Wir brauchen eine politikfeldübergreifende Gesamtstrategie. Wir Grüne setzen auf eine Gesundheitsförderungspolitik, die über den Gesundheitsbereich weit hinausgeht und Sozial-, Arbeitsmarkt-, Bildungs-, Verbraucherschutz- und Umweltpolitik etc. miteinbezieht. Wir wollen allen Menschen – insbesondere Kindern – ermöglichen, das Wissen, die Kompetenz und die Gelegenheit zu haben, ein gesundes Leben zu führen. Da es auf den Anfang ankommt, ist es notwendig besonders alle Faktoren rund um die Geburt und das frühe Aufwachsen gut zu gestalten. All dies sollte jedoch nicht als isolierte Aufgabe des Gesundheitssektors, sondern – wie es auch die Ottawa-Charta fordert – als eine gesamtgesellschaftliche Aufgabe verstanden und Maßnahmen in den alltäglichen Lebenswelten der Menschen umgesetzt werden: in Kindergärten, in Schulen, am Arbeitsplatz, in Senioreneinrichtungen oder auch im Stadtteil. Es ist leichter sich zu bewegen, wenn das Wohnumfeld bewegungsfreundlicher gestaltet ist, beispielsweise durch Fahrradwege oder Spielplätze. Dafür sind gemeinschaftlichen Aktivitäten auf der kommunalen Ebene besonders wichtig.

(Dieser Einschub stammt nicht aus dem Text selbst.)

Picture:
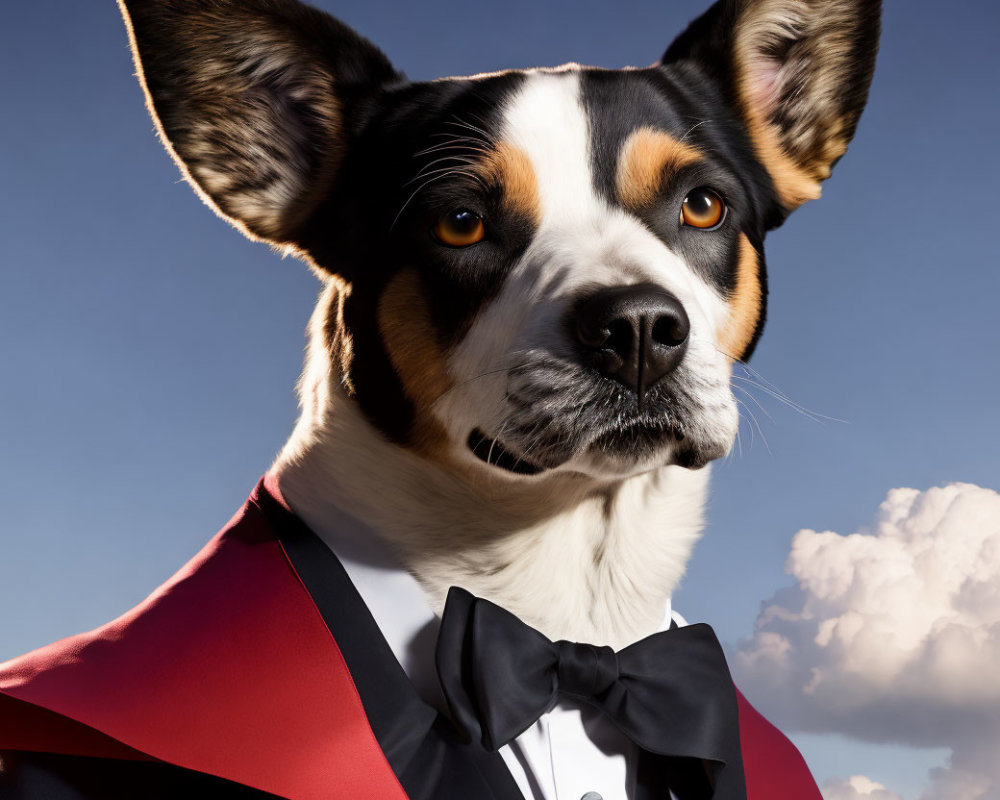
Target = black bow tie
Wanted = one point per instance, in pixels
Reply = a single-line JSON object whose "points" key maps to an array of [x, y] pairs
{"points": [[670, 693]]}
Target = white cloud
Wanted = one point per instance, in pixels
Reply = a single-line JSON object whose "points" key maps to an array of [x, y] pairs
{"points": [[893, 634], [857, 787]]}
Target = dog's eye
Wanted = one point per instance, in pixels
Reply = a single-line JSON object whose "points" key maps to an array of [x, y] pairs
{"points": [[460, 228], [702, 208]]}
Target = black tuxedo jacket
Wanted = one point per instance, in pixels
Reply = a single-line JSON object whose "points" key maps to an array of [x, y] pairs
{"points": [[258, 671]]}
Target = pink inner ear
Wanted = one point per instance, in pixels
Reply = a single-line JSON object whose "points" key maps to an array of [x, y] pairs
{"points": [[763, 83]]}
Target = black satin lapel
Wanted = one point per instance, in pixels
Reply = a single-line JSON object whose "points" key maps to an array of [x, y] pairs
{"points": [[421, 745], [657, 776]]}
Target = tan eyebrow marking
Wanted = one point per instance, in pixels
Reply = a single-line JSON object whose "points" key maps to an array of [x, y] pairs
{"points": [[646, 157], [510, 168]]}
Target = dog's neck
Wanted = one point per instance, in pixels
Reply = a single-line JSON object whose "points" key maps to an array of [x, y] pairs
{"points": [[576, 559]]}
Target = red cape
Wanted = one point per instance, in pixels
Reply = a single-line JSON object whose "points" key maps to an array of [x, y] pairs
{"points": [[229, 669]]}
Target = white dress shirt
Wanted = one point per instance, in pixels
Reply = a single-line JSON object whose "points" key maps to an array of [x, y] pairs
{"points": [[572, 753]]}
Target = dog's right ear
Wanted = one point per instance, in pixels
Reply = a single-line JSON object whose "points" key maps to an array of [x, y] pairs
{"points": [[255, 100]]}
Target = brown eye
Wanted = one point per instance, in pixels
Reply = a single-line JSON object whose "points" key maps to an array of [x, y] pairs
{"points": [[460, 228], [702, 208]]}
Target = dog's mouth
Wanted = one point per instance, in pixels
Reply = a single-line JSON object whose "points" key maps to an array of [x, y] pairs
{"points": [[638, 438], [491, 451]]}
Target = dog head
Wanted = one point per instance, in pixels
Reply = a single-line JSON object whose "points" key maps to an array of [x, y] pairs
{"points": [[534, 271]]}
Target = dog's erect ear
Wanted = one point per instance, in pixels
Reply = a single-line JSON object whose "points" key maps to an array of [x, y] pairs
{"points": [[798, 73], [255, 99]]}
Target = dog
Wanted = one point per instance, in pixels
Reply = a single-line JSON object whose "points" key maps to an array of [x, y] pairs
{"points": [[535, 284]]}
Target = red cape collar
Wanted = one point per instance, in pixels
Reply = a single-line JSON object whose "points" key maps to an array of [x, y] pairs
{"points": [[229, 669]]}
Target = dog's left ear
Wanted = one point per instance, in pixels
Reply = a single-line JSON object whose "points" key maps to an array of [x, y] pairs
{"points": [[796, 71], [256, 101]]}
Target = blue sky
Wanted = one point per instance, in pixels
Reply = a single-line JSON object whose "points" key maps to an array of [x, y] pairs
{"points": [[149, 353]]}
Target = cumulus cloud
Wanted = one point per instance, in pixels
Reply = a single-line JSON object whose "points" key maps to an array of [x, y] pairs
{"points": [[893, 634], [857, 787]]}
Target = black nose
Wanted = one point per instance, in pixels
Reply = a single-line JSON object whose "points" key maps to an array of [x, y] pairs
{"points": [[634, 334]]}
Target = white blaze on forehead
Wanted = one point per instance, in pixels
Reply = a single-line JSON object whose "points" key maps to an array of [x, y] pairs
{"points": [[546, 120]]}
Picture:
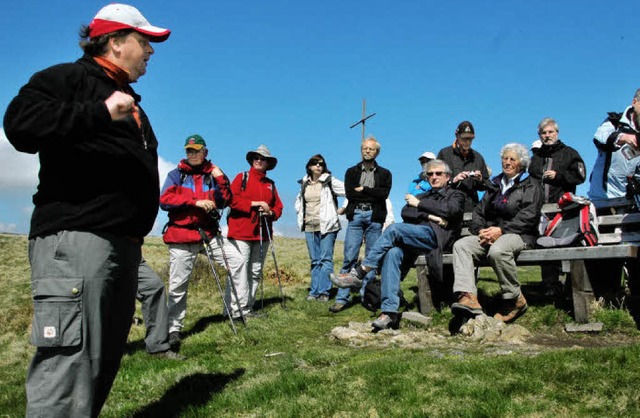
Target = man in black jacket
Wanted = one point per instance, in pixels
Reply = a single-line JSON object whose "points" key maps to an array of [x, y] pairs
{"points": [[84, 118], [468, 168], [432, 222], [559, 169], [367, 186]]}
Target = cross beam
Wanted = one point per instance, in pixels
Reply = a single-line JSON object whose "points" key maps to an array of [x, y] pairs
{"points": [[363, 121]]}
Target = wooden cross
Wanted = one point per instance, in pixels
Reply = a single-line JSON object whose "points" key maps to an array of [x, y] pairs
{"points": [[364, 118]]}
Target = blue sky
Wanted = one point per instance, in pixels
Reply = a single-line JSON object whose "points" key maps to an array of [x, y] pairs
{"points": [[292, 75]]}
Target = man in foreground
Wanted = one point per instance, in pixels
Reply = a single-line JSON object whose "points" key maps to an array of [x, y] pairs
{"points": [[85, 242]]}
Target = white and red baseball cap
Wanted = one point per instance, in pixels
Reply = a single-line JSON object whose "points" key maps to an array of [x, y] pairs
{"points": [[117, 16]]}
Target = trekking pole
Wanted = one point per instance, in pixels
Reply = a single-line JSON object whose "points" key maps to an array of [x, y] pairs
{"points": [[261, 260], [275, 262], [207, 248], [231, 284]]}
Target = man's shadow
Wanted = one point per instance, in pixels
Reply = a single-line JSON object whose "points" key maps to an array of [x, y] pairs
{"points": [[194, 390]]}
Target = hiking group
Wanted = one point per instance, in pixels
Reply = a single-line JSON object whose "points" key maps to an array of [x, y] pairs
{"points": [[85, 243]]}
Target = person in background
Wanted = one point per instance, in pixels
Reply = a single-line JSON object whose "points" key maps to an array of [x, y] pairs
{"points": [[504, 223], [85, 242], [617, 143], [155, 312], [317, 215], [421, 183], [192, 194], [432, 223], [254, 207], [367, 186], [559, 169], [469, 169]]}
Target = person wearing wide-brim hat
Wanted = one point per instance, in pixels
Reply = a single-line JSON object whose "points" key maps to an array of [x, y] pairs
{"points": [[420, 184], [254, 207], [264, 152]]}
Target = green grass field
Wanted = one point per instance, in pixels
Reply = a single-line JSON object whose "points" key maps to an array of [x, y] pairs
{"points": [[287, 364]]}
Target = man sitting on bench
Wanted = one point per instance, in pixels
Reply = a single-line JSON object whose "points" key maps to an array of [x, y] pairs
{"points": [[432, 222], [504, 223]]}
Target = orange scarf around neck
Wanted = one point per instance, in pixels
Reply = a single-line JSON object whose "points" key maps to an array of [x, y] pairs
{"points": [[121, 77]]}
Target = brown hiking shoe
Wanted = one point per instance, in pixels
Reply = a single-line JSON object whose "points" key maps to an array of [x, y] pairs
{"points": [[467, 304], [513, 309]]}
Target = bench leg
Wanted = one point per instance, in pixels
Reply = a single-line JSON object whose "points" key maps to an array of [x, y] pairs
{"points": [[425, 296], [582, 291], [633, 283]]}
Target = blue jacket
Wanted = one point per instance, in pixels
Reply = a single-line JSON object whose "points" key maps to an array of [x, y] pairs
{"points": [[610, 170]]}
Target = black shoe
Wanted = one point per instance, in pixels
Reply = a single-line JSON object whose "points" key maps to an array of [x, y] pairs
{"points": [[169, 354], [351, 279], [174, 341], [337, 307]]}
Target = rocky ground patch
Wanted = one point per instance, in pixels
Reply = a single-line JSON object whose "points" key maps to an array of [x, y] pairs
{"points": [[481, 334]]}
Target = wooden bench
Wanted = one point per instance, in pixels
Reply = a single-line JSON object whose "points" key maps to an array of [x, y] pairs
{"points": [[619, 239]]}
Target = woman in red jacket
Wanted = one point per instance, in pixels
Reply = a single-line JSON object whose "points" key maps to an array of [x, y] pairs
{"points": [[254, 207]]}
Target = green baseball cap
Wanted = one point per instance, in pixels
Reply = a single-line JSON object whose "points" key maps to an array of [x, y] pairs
{"points": [[195, 142]]}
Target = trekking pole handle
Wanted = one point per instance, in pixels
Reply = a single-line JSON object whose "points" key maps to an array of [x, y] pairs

Die Zukunft der Gesundheitsförderung wird mit den Bürgerinnen und Bürgern in den Kommunen gestaltet. Dort laufen die Fäden zusammen. Vor Ort werden die Grundlagen für ein gesundes Aufwachsen und ein selbstbestimmtes Leben bis ins hohe Alter gelegt. Statt wie die Große Koalition die Kommunen und Kreise als selbstverwaltete Organe der Bürgerinnen und Bürger zu entmündigen, wollen wir Gesundheitsförderungsnetzwerke mit nachhaltigen Strukturen aufbauen bzw. vorhandene Strukturen (beispielsweise regionale bzw. kommunale Gesundheitskonferenzen) stärken. Dabei sind die Kommunen und Kreise zuständig für die Kinder- und Jugendhilfe, Sozialhilfe sowie Quartiersmanagement und für die Wirksamkeit des Öffentlichen Gesundheitsdienstes.